Direct mail and referral programs are a marriage made in heaven! Plenty of big companies know that too.There are very few traditional marketing methods that are better suited to leveraging for referrals than your direct mail campaigns. Here is how you can get more referrals every time you send out a direct mail piece.
Be Direct
If you offer a referral incentive, print it on your direct mail pieces. Offer a discount or a reward, and have people fill in their name and contact number before passing the information on to a friend or family member. If you offer B2B products or services, you can do the same thing, by offering customers a percentage discount on their purchases for referring paying customers to you.
Be Social
Social media is one of the best referral methods out there too. Refer customers to an offer online, and request that they like and share it to qualify. Your offer will show up in all of their friends and families feeds.
Send Out Gift Cards
When your direct mail piece includes a gift card or gift certificate, you automatically encourage referrals. Even if the recipient does not need your product or service, they are likely to pass the saving on to someone they know.
Collaborate With a Non Profit
Why not get referrals and help a local nonprofit or charity organization? Offer to make a donation or perform a service for a deserving organization every time someone tell you that they have been referred to you. The best way to do this is to have them pass on the direct mail piece, and to have the customer present it to you.

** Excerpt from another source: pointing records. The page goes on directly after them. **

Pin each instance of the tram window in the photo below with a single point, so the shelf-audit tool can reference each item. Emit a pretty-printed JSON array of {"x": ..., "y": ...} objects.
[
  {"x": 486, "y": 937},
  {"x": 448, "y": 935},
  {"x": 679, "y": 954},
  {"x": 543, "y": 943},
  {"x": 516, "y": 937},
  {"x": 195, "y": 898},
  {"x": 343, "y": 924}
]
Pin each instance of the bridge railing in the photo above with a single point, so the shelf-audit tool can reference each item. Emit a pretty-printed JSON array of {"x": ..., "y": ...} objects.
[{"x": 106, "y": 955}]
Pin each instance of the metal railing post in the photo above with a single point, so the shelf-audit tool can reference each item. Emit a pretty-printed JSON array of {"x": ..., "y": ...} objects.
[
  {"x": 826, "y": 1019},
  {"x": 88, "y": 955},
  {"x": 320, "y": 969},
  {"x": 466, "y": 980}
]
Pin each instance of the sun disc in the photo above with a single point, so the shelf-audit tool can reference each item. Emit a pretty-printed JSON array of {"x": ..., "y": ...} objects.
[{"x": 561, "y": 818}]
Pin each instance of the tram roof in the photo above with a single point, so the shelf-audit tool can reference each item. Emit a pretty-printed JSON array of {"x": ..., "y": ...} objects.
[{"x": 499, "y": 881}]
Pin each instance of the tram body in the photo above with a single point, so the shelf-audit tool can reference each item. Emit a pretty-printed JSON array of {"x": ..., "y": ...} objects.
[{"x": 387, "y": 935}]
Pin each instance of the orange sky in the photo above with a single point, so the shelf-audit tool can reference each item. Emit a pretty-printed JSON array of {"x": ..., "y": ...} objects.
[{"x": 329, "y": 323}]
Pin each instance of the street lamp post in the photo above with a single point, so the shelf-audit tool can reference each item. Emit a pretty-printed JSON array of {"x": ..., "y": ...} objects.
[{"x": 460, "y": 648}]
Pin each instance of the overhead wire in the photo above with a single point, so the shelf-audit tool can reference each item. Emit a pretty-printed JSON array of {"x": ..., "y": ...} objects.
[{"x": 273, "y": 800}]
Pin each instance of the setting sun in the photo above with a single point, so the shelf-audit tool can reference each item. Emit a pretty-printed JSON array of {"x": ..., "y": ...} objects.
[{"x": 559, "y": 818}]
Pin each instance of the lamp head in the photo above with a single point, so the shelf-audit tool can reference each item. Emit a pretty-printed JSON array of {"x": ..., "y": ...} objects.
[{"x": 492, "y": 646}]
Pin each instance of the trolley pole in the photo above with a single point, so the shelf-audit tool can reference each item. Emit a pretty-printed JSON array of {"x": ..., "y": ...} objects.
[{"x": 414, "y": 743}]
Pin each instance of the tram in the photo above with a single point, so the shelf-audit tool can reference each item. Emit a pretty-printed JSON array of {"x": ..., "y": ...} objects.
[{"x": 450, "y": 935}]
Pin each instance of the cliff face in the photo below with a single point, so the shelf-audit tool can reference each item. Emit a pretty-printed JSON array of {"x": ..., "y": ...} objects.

Publicize Your Affiliate Program
If you are taking advantage of the marketing potential that an affiliate program offers individuals or companies the opportunity to market your products or services on their website or elsewhere, then your direct mail pieces could be the ideal place to recruit more people for that marketing platform.
Just Ask
This last one does not include any incentives or payouts. All it requires is sincerity and the forethought to just ask. Include a line on your direct mail pieces that requests that if the reader cannot use your products or services, they pass it on to someone else. If you are going to be personal though, then be personal. Try to reserve this kind of direct request to addressed mail that you send to existing customers, who can genuinely provide a testimonial of your services or products.
The Social Proof is in the Pudding
The truth is, even today in the world of likes and tweets, of e books and affiliate programs; a big part of marketing is personal. Whether it is you getting in front of your customers personally, or figuring out how to get their friends or family to do it for you, the power of the referral is still just as strong as it always was.
Consumers need what is known as social proof (the approval of their peers or colleagues) before they make a purchasing decision, and if that proof is a referral from someone they trust, then so much the better.